Phosphate is a naturally occurring compound of the element phosphorus; an element found in rocks, soils and organic material. The name phosphorus comes from the Greek word phosphoros "Bringer of light". When it was first isolated chemically in 1669 it was seen to emit a faint glow upon exposure to oxygen.
Phosphorous is an essential element for plant and animal nutrition and is used extensively in fertilizer and other chemicals. In animals, phosphate is vital for the proper development of teeth and bones. Modern agriculture is heavily reliant on phosphate fertilisers to maximise crop yields. As a recent article commented: "Without plentiful supplies, the wheels will come off modern agriculture..."
There are no substitutes for phosphate and recycling the compound is simply not practical. Farmers could maintain phosphate levels in soil if they have access to manure, but many farmers have no access to the amount of livestock needed.
Most of the world's supply of phosphate comes from naturally occurring sedimentary rocks formed on the sea floor of ancient and current day seas usually in very shallow, near shore marine or low energy environments. The phosphate occurs as calcium phosphate, known as Phosphorite. The concentration of phosphate in the sedimentary rock is typically reported as a percentage of phosphorus pentoxide (P2O5).
In phosphate-rich marine sedimentary rocks, the phosphorus was deposited in part by organisms and sometimes by natural chemical reaction. The phosphorus-rich sediments are usually interbedded with other sedimentary such as limestone or diatomite (diatomite also has industrial uses in cement and filters). Phosphate also occurs in some igneous rocks but CROPS is exploring exclusively for sedimentary phosphate deposits which are far more plentiful.
Nearly 70% of world reserves are located in just one country: Morocco and the disputed territory it is occupying in the western Sahara.
The bulk of global phosphate rock production is used to manufacture modern, water-soluble fertilizers such as DAP and MAP. The major fertilizer manufacturers first make phosphoric acid, and this is then reacted or blended with some combination of ammonia, urea and potash to produce NPK blends (nitrogen-phosphorous-potassium). Some phosphate rock, generally rocks that are highly reactive in acid soils, are used as direct application phosphate rocks (DAPRs), and simply crushed before use as fertilizer.

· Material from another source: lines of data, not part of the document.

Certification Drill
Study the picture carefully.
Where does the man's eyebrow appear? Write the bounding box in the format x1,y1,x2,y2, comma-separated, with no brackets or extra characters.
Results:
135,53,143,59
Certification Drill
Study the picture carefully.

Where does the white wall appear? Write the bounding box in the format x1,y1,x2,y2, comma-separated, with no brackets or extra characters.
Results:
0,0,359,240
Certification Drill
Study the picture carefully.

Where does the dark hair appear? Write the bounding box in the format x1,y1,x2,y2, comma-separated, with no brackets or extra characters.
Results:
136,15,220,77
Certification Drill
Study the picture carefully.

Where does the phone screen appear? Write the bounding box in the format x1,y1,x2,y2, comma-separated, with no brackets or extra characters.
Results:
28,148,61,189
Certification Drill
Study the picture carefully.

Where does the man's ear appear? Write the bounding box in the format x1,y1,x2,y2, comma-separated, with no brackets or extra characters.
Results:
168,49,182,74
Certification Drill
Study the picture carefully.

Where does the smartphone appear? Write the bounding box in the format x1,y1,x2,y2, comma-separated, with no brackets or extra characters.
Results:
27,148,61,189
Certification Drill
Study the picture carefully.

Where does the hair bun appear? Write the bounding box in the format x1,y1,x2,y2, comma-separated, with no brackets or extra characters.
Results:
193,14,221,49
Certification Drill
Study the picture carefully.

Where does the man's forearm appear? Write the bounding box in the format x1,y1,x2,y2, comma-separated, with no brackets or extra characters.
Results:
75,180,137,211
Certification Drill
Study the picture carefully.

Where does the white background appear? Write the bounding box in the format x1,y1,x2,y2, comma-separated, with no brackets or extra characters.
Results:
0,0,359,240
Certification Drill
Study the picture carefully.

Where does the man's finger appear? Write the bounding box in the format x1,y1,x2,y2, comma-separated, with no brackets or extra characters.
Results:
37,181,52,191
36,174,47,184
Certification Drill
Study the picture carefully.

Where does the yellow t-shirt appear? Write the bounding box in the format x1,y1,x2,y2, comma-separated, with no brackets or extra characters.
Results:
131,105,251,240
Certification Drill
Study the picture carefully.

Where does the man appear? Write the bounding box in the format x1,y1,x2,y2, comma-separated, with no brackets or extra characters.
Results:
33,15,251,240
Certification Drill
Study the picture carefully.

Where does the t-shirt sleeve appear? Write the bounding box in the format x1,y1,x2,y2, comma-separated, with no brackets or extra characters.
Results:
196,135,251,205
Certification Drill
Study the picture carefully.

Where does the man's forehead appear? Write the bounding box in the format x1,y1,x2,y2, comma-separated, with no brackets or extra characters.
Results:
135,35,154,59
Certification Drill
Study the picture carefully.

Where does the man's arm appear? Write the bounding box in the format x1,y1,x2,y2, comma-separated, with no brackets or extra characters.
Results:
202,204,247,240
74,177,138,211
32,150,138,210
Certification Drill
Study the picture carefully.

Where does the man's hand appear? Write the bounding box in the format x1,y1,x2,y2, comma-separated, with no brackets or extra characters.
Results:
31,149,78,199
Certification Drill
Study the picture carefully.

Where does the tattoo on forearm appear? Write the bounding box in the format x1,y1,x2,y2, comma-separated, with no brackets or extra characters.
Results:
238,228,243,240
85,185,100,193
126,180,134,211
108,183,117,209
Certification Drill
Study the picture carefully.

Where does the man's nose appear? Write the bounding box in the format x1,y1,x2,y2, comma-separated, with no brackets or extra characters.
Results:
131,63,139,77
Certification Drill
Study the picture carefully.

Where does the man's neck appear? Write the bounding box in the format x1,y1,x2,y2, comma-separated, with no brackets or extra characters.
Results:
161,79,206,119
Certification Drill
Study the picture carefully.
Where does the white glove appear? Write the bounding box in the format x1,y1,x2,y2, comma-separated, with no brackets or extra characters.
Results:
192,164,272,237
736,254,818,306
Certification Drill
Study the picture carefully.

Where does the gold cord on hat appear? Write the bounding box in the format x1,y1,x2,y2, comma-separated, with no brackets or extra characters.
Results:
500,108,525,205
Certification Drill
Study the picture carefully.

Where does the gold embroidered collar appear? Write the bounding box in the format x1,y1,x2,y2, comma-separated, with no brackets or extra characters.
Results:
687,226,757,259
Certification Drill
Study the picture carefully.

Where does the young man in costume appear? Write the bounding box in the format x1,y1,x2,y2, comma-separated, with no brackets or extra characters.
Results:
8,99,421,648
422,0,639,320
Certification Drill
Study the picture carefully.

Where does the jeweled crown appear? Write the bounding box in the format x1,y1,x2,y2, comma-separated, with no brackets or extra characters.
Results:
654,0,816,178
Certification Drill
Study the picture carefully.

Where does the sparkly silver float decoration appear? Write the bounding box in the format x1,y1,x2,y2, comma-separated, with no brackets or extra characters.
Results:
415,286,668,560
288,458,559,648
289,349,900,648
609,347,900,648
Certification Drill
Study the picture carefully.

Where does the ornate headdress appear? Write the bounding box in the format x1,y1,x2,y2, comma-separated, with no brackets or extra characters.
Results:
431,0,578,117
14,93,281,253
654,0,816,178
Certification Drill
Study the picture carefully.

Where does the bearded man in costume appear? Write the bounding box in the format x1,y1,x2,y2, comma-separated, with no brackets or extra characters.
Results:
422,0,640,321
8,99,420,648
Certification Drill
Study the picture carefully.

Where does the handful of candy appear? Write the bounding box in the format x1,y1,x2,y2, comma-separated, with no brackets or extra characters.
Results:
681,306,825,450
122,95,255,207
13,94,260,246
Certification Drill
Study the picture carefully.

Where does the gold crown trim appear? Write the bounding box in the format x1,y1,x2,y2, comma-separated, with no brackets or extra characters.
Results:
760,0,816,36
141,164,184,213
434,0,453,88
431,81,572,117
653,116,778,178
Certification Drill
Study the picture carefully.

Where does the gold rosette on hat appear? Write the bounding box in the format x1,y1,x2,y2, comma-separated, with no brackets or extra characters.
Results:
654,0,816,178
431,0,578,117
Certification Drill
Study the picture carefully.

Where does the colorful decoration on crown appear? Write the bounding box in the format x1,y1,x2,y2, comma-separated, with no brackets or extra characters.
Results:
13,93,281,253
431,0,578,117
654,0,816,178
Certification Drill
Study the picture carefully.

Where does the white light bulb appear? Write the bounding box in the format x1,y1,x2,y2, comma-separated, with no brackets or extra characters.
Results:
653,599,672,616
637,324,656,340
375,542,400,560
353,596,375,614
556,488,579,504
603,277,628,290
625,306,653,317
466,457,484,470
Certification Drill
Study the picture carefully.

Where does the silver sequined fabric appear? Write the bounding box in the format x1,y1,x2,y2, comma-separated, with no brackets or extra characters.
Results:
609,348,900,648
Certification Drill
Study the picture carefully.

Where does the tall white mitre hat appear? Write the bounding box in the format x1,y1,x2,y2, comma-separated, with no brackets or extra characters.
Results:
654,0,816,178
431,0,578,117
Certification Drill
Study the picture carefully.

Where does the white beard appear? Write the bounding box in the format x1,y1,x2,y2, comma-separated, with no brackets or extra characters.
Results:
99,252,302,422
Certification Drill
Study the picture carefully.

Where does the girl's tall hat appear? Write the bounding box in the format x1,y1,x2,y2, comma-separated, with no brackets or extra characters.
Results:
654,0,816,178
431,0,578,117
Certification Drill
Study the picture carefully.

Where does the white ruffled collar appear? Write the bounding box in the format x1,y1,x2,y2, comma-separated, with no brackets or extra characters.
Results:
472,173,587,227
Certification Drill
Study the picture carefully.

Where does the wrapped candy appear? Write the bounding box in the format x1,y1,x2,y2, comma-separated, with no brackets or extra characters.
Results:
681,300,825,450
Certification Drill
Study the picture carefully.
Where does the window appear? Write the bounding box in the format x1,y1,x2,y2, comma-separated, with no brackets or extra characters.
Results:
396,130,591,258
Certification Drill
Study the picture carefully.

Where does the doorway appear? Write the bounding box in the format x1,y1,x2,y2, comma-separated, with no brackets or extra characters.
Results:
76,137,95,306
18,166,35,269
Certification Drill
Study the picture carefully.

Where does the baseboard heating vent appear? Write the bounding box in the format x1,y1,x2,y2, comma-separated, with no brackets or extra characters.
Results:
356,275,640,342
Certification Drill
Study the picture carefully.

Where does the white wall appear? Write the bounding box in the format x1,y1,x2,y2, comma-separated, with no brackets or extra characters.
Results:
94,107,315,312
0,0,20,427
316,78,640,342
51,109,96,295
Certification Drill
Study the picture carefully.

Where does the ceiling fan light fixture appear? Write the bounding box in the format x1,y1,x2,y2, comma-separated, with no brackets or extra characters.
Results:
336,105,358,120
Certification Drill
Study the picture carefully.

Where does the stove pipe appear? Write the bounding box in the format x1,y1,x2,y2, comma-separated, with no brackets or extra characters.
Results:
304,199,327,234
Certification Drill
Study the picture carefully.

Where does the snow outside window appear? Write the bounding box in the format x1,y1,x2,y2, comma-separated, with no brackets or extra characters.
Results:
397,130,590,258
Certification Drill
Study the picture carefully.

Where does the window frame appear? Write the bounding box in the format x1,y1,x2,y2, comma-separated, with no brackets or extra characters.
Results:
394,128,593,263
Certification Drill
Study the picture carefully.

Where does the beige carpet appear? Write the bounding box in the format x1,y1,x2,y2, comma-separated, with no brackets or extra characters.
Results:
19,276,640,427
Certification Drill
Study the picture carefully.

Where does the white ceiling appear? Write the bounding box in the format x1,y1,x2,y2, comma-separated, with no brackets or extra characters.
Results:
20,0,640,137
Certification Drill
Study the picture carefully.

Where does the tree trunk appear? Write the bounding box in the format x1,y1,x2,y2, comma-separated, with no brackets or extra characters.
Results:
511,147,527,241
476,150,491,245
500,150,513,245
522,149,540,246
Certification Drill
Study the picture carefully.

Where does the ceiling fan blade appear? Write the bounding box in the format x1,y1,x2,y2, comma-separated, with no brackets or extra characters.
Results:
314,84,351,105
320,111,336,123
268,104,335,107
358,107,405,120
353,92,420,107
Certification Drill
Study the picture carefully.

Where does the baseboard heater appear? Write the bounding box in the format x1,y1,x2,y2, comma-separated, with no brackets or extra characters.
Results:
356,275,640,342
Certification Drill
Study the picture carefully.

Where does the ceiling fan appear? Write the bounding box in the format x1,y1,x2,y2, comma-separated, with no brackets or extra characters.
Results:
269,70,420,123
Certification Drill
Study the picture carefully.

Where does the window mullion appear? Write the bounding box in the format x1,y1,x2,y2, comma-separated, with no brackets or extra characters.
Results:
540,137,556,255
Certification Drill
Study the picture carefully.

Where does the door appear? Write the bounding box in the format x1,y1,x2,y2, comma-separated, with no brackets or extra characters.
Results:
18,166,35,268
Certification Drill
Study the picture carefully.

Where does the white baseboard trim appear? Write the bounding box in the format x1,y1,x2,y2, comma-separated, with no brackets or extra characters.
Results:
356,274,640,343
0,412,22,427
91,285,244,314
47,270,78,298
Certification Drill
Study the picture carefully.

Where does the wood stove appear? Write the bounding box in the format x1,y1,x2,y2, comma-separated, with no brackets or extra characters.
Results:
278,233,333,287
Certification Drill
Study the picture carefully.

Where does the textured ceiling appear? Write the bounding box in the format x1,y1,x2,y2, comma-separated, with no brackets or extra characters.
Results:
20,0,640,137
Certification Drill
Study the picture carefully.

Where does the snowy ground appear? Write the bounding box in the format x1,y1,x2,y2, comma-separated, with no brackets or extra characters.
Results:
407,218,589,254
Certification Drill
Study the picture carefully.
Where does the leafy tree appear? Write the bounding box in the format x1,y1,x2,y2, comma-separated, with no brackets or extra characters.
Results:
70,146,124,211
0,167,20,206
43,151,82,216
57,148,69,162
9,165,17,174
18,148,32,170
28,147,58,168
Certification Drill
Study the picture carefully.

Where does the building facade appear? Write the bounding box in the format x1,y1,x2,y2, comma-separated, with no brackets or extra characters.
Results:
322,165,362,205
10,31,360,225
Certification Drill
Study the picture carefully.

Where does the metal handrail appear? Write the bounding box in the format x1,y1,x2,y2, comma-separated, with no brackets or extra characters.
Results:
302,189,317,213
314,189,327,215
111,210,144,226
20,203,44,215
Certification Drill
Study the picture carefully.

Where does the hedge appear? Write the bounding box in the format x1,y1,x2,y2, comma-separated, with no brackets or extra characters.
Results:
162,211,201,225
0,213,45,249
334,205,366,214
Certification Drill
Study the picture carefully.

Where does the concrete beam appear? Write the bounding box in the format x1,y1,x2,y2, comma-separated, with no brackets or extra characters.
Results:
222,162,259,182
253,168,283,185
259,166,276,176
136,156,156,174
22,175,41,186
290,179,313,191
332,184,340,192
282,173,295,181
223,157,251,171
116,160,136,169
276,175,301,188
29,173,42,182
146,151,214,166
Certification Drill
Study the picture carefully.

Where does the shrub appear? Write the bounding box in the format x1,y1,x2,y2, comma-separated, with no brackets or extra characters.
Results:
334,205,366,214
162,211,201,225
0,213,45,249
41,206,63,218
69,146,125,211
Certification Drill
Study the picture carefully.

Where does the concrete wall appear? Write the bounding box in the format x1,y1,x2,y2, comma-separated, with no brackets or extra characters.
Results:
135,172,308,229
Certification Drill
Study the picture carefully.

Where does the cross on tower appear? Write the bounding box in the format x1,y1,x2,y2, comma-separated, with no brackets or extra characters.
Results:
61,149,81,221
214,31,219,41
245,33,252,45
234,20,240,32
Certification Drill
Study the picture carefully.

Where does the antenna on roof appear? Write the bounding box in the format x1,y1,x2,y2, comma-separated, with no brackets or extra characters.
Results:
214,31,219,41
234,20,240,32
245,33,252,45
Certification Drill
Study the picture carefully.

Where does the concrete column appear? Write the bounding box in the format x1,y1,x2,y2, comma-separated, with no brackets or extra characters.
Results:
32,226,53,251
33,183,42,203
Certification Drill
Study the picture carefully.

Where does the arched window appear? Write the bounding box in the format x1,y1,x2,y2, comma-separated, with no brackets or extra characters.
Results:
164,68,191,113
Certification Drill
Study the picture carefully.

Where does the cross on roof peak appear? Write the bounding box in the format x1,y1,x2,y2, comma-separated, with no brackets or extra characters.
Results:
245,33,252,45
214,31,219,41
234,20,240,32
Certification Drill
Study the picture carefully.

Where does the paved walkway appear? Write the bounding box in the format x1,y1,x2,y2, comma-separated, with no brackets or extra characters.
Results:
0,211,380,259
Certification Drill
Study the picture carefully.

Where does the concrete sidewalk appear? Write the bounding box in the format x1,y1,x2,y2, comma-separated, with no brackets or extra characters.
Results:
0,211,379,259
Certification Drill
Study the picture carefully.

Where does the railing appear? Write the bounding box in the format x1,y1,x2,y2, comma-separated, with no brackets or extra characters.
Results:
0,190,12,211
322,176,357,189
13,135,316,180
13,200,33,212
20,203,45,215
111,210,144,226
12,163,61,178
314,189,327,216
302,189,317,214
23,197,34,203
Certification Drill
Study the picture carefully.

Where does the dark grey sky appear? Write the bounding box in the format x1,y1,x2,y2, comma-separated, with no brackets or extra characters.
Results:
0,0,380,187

Phosphate rock from the Sechura region of northern Peru (known as Sechura Phosphate Rock or SPR), where our Bayovar12 project is located, is one of the most reactive rocks in the world, with total phosphate yields under certain soil conditions as good as some manufactured fertilizers. This exceptional reactivity makes it ideally suited as a lower-cost alternative fertilizer for farmers growing crops on acidic soils. This same reactivity also makes SPR a good feed for phosphoric acid plants, and close to 4 million tonnes a year is already being exported from the region for acid manufacturing.